Tomando el control de mí mismo, o perdiendolo, levante las manos sobre mi cabeza y me di la vuelta, dejando así de apuntar al arbusto y dándole la espalda.
-¡ANDATE!- grité.
Mi voz, que tan temeraria había sonado momentos antes, temblaba a causa de los nervios. Nadie en su sano juicio le daría la espalda a un criminal. Pero yo quería que se fuera, que me dejara solo, en paz.
Un escalofrío cortó el hilo de mis pensamientos. Un dolor, tan punzante como jamas habia sentido, me detuvo la respiración, mientras mis manos iban a mi espalda, dejandome casi sin sentido.

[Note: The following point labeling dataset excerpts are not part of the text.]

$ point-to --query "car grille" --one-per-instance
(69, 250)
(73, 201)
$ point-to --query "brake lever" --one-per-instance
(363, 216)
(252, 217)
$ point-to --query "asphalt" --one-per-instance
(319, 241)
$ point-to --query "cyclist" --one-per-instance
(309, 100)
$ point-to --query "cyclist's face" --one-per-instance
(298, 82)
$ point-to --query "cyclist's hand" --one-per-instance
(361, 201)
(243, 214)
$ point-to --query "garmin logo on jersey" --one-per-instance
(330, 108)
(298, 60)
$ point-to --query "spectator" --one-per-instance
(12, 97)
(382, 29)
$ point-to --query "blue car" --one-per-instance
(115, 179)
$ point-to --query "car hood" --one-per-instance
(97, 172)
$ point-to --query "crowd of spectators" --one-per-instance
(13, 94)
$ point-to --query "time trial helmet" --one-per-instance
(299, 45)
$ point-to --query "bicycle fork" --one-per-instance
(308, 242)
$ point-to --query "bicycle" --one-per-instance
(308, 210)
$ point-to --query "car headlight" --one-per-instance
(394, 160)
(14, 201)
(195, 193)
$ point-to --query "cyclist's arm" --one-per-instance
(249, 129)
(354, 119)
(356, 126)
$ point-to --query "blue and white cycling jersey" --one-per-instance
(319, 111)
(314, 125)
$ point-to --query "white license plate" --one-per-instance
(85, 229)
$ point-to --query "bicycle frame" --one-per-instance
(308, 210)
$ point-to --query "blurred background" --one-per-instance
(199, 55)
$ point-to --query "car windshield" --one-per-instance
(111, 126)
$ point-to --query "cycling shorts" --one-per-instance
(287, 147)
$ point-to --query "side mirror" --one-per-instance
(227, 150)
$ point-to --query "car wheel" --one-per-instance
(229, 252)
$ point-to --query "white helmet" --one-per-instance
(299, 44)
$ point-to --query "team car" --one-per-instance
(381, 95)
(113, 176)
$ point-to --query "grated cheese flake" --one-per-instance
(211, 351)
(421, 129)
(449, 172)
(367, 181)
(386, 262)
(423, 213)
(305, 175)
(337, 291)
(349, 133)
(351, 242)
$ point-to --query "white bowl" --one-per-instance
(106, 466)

Sin embargo permanecí lo más quieto posible, para que el ladrón supiera que no debía temer, que podía confiar en que no le iba a disparar al correr; no haría algo tan bajo.
Percibí el sonido de pisadas aceleradas alejándose de mí, y yo inmóvil. Esperé unos segundos, o minutos, u horas, no lo sé. Las estrellas mismas pudieron haber cambiado de posición, pero igual seguí inmóvil. Sentí el silencio absoluto, los perros ya no ladraban y mi corazón no latía tan fuerte. Me di la vuelta y, trastabillando, rodeé el arbusto que le había servido de guarida. Ahora era un arbusto más.
Mientras lo observaba, mi mente se tranquilizó por completo. Sentí el calor volver a correr por mi cuerpo. Que calidez, que hermoso sentimiento al saber que yo era libre, que nada malo había hecho. La satisfacción de brindar una segunda oportunidad al ladrón recorrió mi cuerpo tan rápidamente, que la sangre, antes congelada, era cada vez más cálida. Sí, mi espalda que antes pesaba por la responsabilidad, ahora descansaba con ese calor que descendía hasta formar una laguna en mis pies. Ahora podía pensar en la estación de cosecha que se acercaba.
-Que locura, esto no me lo va a creer nadie-. Mi voz se oyó en la inmensidad de la noche. Y me eché a descansar, esperando que alguien me encontrara.